Просто нужно еще немного подождать…

– Всё, сдаюсь, – произнес Провидомин.

Партия закончилась, а беды только начались.

– Ресто, принеси нам еще кувшин, будь…

Провидомин не договорил, уставясь на входную дверь. Словно невидимая рука толкнула его в грудь; он дернулся и чуть не упал со стула.

Спиннок развернулся и увидел, что в «Скребок» вошла группа незнакомцев во главе с девушкой. На ней была груботканая шерстяная мантия, волосы острижены коротко, даже короче, чем у Верховной жрицы, но такие же иссиня-черные. Лицо бледное, одновременно гладкое и изящное, глаза темно-карие. Девушка поводила ими по полутемной таверне и наконец нашла того, кого искала: Провидомина. Ее свита была одета в какое-то рванье, на исхудалых лицах застыло выражение, близкое к панике.

Девушка уверенно подошла к столику.

Провидомин сидел будто прибитый к стулу. Побледневшее было лицо начало темнеть, глаза наливались злобой.

– Осененный Ночью…

– Вам сюда нельзя, – отозвался Провидомин. – Уходите. Немедленно.

– Мы…

– Кто «мы»? Оглянись, жрица. Где твои спутники?

Она оглянулась: последний из паломников как раз выбегал из таверны.

Провидомин хмыкнул.

Девушка, к ее чести, держалась на удивление спокойно. Неподпоясанная мантия распахнулась, и Спиннок Дюрав увидел, что она еще почти подросток. Жрица? Ах да, Великий курган, Искупитель…

– Осененный Ночью, – повторила девушка; мало кто отказался бы слушать ее приятный голос. – Я здесь не по своей воле, меня попросили мои спутники. Пускай им не хватило храбрости изложить свою просьбу, но это не умаляет ее значимости.

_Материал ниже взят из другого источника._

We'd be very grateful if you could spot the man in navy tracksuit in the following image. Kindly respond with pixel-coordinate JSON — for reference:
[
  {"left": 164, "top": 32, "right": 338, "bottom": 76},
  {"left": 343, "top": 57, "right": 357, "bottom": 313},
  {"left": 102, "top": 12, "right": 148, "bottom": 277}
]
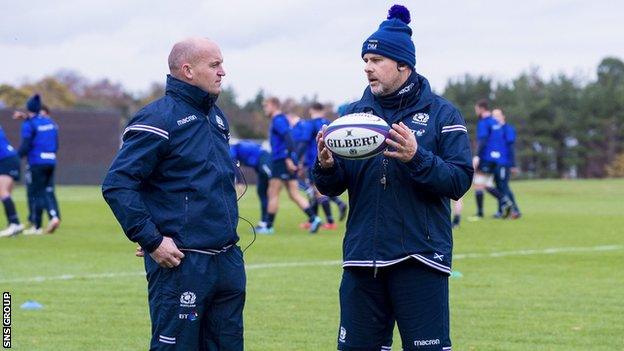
[
  {"left": 303, "top": 102, "right": 347, "bottom": 230},
  {"left": 18, "top": 95, "right": 60, "bottom": 234},
  {"left": 492, "top": 109, "right": 521, "bottom": 219},
  {"left": 102, "top": 38, "right": 245, "bottom": 351},
  {"left": 258, "top": 97, "right": 322, "bottom": 234},
  {"left": 313, "top": 5, "right": 473, "bottom": 351},
  {"left": 230, "top": 140, "right": 271, "bottom": 230},
  {"left": 473, "top": 99, "right": 512, "bottom": 218}
]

– Они пришли не просить, а требовать, – сказал Провидомин, – однако увидев меня, поняли, что не смеют, и потому ушли. Тебе стоит последовать их примеру.

– Я должна…

Провидомин вскочил со стула, да так резко, что Гарстен с Фулдитом, хоть и были оба навеселе, испуганно воззрились на него.

А вот жрица даже не шелохнулась.

– Я должна довести дело до конца, ради них и ради себя. Паломники страдают…

– Замолчи, – перебил Провидомин. – Ты не смеешь со мной так говорить.

– И все же позволь мне закончить.

Сталь в ее голосе явно празила Провидомина. Гарстен с Фулдитом, подхватив бутылки и кружки, поспешили удалиться.

Спиннок Дюрав поднялся и, кивком попрощавшись с жрицей и Провидомином, направился к выходу. Проходя мимо Ресто – тот стоял с кувшином, не зная, что делать, – он сказал шепотом:

– Запиши весь этот вечер на мой счет. Провидомину будет не до тебя.

Ресто удивленно вскинул брови, но кивнул.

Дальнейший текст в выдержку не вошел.